Decorreu na semana passada a 45.ª Conferência da Associação Europeia de Professores de Piano (EPTA), num ambiente fantástico que é a cidade de Roma. O lugar da conferência foi também um sítio histórico – o claustro da igreja de S. João Batista dos Genoveses, cuja construção inicial remonta ao séc. XV. Mais de 25 palestras/recitais proferidas pelos participantes de 24 países encheram os três dias da conferência dedicada em primeiro lugar à importância da música instrumental e operática italiana para o mundo. No entanto, as apresentações abrangeram as temáticas mais variadas – desde as descobertas de compositores menos explorados até às aplicações de multimédia na música clássica e música vanguardista. Assistiram a essas apresentações, além dos participantes, também muitos ouvintes (entre os quais um grupo de cerca de 15 professores de Hong Kong).

Tive a grande satisfação de contribuir para os trabalhos da conferência com uma homenagem à minha primeira professora de piano, Ivana Lang. É normal que o primeiro professor dum instrumento ocupe um lugar muito privilegiado e recordado na memória dum aluno. E também é normal que estes primeiros ensinamentos determinem em grande parte o caminho da evolução duma pessoa, seja o de um músico profissional ou não. Por isso, o que a minha professora me deixou é a coisa mais valiosa que se pode receber dum primeiro professor de música: o amor incondicional pela música.

Na altura, sendo uma criança, não tinha referências nem perspetiva histórica para entender que ela efetivamente era praticamente a única mulher compositora da sua altura (desde os anos após a Guerra até 1981, sensivelmente) na Croácia. Compunha bastante, e várias das suas obras para piano foram dedicadas a mim. Esta conferência foi uma excelente oportunidade para demonstrar a qualidade da sua escrita, insuficientemente apreciada oficialmente na altura. Foi uma oportunidade para compensar e retificar um pouco esta injustiça, mas também para lhe agradecer, tocando também as obras a mim dedicadas, pelo tal “algo” que não tem o preço. É esse “algo” que é capaz de nos sustentar e não deixar-nos render perante os percalços no caminho da aprendizagem, perante cansaço, perante dúvidas, crises pessoais, desapontamentos…enfim, perante tudo aquilo que faz parte do crescimento pessoal e profissional, de igual modo (ou até mais) que os êxitos, validações e afirmações.

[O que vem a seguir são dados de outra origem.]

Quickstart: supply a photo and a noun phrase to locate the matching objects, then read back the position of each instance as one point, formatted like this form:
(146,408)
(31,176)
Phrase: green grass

A maior “prenda” que posso imaginar que um professor - neste caso concreto, de música, mas é bem extensível a qualquer processo didático – possa dar a um aluno seu é esse amor, esse “algo” que o vai sustentar e alicerçar ao longo do seu percurso árduo.

Não tenho dúvidas de que hoje em dia muitos professores têm a capacidade e a vontade de transmitir esse amor aos seus alunos. Mas, para isso, é necessário também que o recipiente esteja aberto para o receber. E é aqui que tenho mais dúvidas, pois os nossos jovens estão de tal maneira assaltados pela tecnologia, redes sociais e contactos superficiais e impessoais, que cada vez menos conseguem a paz, a calma e a capacidade de se ouvirem no seu interior, para receber essa comunicação que acontece a um nível ao qual já não estão bem habituados a sentir e interiorizar. Estariam a perder muito não se abrindo a essa comunicação.

E cada vez menos conseguem contextualizar aquilo que estão a aprender: no caso concreto da música, ela só se pode entender na sua totalidade quando se entendem as outras artes, as influências cruzadas, as interdependências, a sua natureza simbiótica e holística, em cada período, entre todos os períodos, entre todas as histórias da história e das histórias…enfim, quando se contempla a vida em si. Pois, julgo impossível tocar/ouvir/viver música que não referencie a vida, porque a vida é a inspiração inesgotável para a música e o amor é a inspiração inesgotável para a vida.